Guy Bouchard

Parution : imagine… 73, Sainte-Foy, 1996, p. 43-80.

Guy Bouchard considère que la philosophie politique, dans la mesure où elle devrait avoir une conscience anticipante, a peut-être quelque chose à apprendre de la science-fiction. « Le sentiment d’étonnement, disait Platon, est la vraie marque du philosophe, il constitue l’origine de la philosophie. » Or n’est-ce pas ce que suscite, entre autres, la science-fiction ? Après avoir légitimé l’intérêt philosophique de la science-fiction en affirmant l’autonomie et la valeur propre de la littérature comme discours dont elle est partie prenante, l’essayiste se penche sur la figure de l’Autre qui met en cause nos idées préconçues à propos de la nature humaine.

À partir d’un corpus de 83 nouvelles de science-fiction réparties dans cinq anthologies thématiques (les Extraterrestres, les Robots, les Machines, les Mutants et les pouvoirs psi ou autres), Bouchard relève une série de cas qui nous obligent à réfléchir sur les critères qui définissent ce qui est humain par rapport à ce qui ne l’est pas. Doit-on récuser l’humanité à un Extraterrestre sous prétexte qu’il ne nous ressemble pas physiquement ? Un androïde doté d’une intelligence artificielle peut-il être considéré humain ?

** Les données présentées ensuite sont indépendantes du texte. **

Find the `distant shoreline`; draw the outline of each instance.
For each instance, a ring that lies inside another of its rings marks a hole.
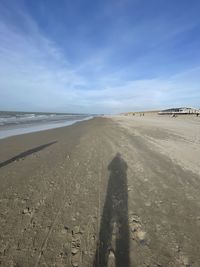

Afin d’être en mesure de déterminer l’essence de l’humanité, le philosophe se livre à un exercice de « désanthropomorphisation » en élaborant un système de sèmes (critères) qui va donner lieu au final à 240 combinaisons possibles. Les sèmes retenus sont : l’apparence (identique, semblable ou différente de l’humain), laquelle peut être naturelle ou/et artificielle, présence ou absence d’intelligence, de sentiments et de pouvoirs spéciaux. À ces critères, il ajoute la capacité d’action qui se décline en spécialisation monovalente, en spécialisation polyvalente et en autonomie fonctionnelle afin de prendre en compte la description des Robots, Androïdes et Humanoïdes qu’il regroupe sous le terme « Biotechs ».

L’essayiste entame la discussion, après avoir fait jouer la combinatoire de ces sèmes, en abordant des notions comme la « géographie » (le lieu d’origine constitue-t-il un facteur essentiel de la définition de l’être humain ?), l’opposition entre art et nature, pour en arriver à la conclusion que le critère décisif dans notre conception de la nature humaine est l’intelligence libre. En utilisant ce seul critère discriminatoire, des 240 types d’êtres possibles selon son système combinatoire, il s’avère que 96 seraient donc humains, et 144 non humains. Bouchard est conscient qu’« en discutant quelques cas de nos relations avec l’Autre, nous avons proposé une dilatation de la notion de l’être humain débordant la conception d’un bipède biologique sans plumes et né sur la planète Terre ».

Au-delà de ces chiffres, il rappelle que « cet exercice d’anthropologie de l’imaginaire science-fictionnel » auquel il s’est livré parlait constamment de nous-mêmes et que « se connaître soi-même, c’est reconnaître autrui dans sa liberté ». Et de conclure : « […] quand nous aurons compris en quel sens l’Autre est aussi le Même, nous aurons commencé à devenir humains ». Mais la philosophie politique, qui considère encore la femme comme l’Autre de l’homme, n’est pas encore rendue là, ni nos sociétés qui tardent à accepter les différences culturelles et raciales.

Source : Janelle, Claude, L'ASFFQ 1996, Alire, p. 223-224.